Brian Laundrie’s sister on Tuesday implored her fugitive brother to hand himself in — and for her parents to “come clean” if they are involved.
“No, I do not know where Brian is — I’d turn him in,” Cassie Laundrie told “Good Morning America” in an interview aired Friday, sharing the last known photos of him on a camping trip before he went AWOL.
“I would tell my brother to just come forward and get us out of this horrible mess,” she said of the fugitive who vanished days before his abandoned girlfriend Gabby Petito, 22, was found dead.
“I worry about him. I hope he’s okay — and then I’m angry and don’t know what to think,” she admitted of her 23-year-old brother, the sole person of interest in the late Long Island woman’s case.
“I’ve tried to get in touch with him — phone went to voicemail,” insisted Cassie.
“I hope my brother’s alive, because I want answers just as much as everybody else,” she said.
Cassie also said her parents, Chris and Roberta Laundrie, should come forward, insisting that they have also refused to speak to her ever since she last saw them before Petito was known to be missing.
“I don’t know if my parents are involved,” Cassie Laundrie admitted on “GMA.”
“I think if they are, then they should come clean,” she said, insisting that she has been “cooperating with the police since day one” so that “everyone gets the answers.”
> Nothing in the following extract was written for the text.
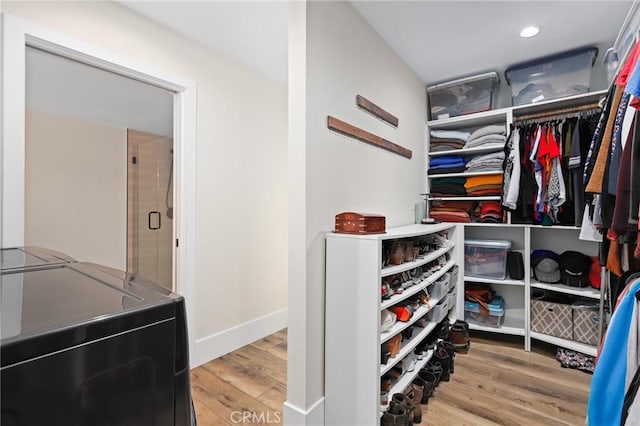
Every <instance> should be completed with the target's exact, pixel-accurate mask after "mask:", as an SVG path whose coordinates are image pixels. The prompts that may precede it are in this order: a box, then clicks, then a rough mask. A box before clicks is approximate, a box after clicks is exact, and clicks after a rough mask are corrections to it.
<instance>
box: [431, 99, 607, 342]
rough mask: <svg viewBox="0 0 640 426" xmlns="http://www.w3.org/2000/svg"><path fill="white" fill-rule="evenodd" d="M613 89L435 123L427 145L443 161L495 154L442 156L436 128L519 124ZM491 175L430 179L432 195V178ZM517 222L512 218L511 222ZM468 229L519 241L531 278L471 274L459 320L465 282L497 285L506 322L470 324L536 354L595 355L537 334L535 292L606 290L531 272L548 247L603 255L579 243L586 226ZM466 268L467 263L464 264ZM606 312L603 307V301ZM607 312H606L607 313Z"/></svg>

“They deserve answers,” she said of the loved ones of Petito, who she earlier said her children will know as “Aunt Gabby forever.”
Cassie said that the last time she both saw and spoke to her brother was a now-notorious camping trip the family took to Florida’s Fort De Soto Park, a key target in the massive manhunt for him.
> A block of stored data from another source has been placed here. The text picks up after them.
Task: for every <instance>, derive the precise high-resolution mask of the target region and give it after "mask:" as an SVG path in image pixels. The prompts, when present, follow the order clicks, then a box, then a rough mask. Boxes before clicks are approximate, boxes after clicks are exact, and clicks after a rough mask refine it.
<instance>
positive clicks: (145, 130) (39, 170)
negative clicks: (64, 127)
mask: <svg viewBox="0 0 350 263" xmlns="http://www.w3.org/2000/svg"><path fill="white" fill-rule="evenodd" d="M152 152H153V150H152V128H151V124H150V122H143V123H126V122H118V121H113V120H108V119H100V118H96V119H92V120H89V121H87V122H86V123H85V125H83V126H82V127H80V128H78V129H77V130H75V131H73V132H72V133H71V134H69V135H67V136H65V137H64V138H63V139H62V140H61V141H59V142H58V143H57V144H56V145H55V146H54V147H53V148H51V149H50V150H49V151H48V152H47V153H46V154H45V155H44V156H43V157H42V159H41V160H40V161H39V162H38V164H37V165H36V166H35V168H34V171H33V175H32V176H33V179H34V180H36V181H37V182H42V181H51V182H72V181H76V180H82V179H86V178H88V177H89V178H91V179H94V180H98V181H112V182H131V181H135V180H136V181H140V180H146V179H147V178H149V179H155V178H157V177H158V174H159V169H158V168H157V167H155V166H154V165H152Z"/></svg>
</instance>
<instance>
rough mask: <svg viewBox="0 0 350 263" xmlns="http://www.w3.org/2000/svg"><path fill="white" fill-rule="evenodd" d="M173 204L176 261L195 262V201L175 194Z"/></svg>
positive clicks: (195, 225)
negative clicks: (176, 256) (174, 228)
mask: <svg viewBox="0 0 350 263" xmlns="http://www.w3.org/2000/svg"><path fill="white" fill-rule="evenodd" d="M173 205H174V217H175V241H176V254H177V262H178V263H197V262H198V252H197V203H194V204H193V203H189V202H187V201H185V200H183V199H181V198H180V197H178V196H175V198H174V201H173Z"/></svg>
That was on Sept. 6, after her brother had returned home to Florida without Petito after their cross-country trip, but before Petito was reported missing, on Sept. 11.
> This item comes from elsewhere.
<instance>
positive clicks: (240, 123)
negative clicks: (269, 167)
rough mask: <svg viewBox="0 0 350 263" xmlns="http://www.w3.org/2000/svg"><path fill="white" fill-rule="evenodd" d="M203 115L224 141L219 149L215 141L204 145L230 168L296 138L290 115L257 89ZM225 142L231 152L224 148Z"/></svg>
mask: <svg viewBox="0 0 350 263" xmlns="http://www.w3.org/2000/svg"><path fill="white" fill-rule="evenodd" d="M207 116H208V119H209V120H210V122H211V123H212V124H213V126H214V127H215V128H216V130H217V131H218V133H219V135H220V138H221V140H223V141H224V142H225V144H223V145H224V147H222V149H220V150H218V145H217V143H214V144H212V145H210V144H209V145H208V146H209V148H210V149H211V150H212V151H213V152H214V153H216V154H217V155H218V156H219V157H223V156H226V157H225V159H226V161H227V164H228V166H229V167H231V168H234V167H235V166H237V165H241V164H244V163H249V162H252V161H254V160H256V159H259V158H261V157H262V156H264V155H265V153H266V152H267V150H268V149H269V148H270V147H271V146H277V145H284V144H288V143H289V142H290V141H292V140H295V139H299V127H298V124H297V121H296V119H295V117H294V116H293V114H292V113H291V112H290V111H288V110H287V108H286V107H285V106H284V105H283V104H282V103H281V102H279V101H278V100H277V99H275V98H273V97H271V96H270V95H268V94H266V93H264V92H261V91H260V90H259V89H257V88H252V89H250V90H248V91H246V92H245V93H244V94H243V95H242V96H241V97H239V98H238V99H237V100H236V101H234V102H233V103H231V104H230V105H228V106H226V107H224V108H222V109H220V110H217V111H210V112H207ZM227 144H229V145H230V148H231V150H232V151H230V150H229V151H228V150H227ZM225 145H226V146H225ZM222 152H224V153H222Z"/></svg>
“We just went for a couple of hours and we ate dinner and had S’mores around the campfire and left,” she recalled of the camping trip.
“There was nothing peculiar about it. There was no feeling of grand goodbye — there was no nothing.
“I’m frustrated that in hindsight I didn’t pick up on anything. It was just the regular visit,” she insisted, saying she immediately told police about it when she realized Petito was missing.
“It was not hidden from law enforcement. I’ve been cooperating with the police since day one,” she said.
She wished her brother had turned to her rather than their parents, who refused initially refused to let law enforcement talk to him — and then waited three days before reporting that he’d fled home on Sept. 14.
“I really wish he had come to me first that day with the van, because I don’t think we’d be here,” she said.
Cassie also said it was “definitely painful” to see the video of her brother fighting with Petito in Utah during their camping trip.
“It was pretty typical them to argue and try and take space from each other. But people saying that they saw public domestic violence — I’ve never seen anything like that from either of them,” she insisted.
Had “all the 911 calls” saying that her brother hit his then-girlfriend been handled differently, then “I think it would’ve gone a lot different;y and we’d be in a different situation,” she said of the Utah police response that is now being investigated for possible failings.
As for where her brother is likely hiding out, Cassie confirmed that he had “taken multiple trips for up to five days at a time on the Appalachian Trail,” where a 911 caller insisted he was “99.99 percent sure” he saw him.
However, she insisted the fugitive was only “a mediocre survivalist.”
“But also, I don’t think anything would surprise me at this point,” she said of her brother’s constantly evolving case.
“If the FBI finds him in Timbuktu. I’d be like, ‘All right, well that’s where he was.’ I’ve got nothing,” she said of his likely whereabouts.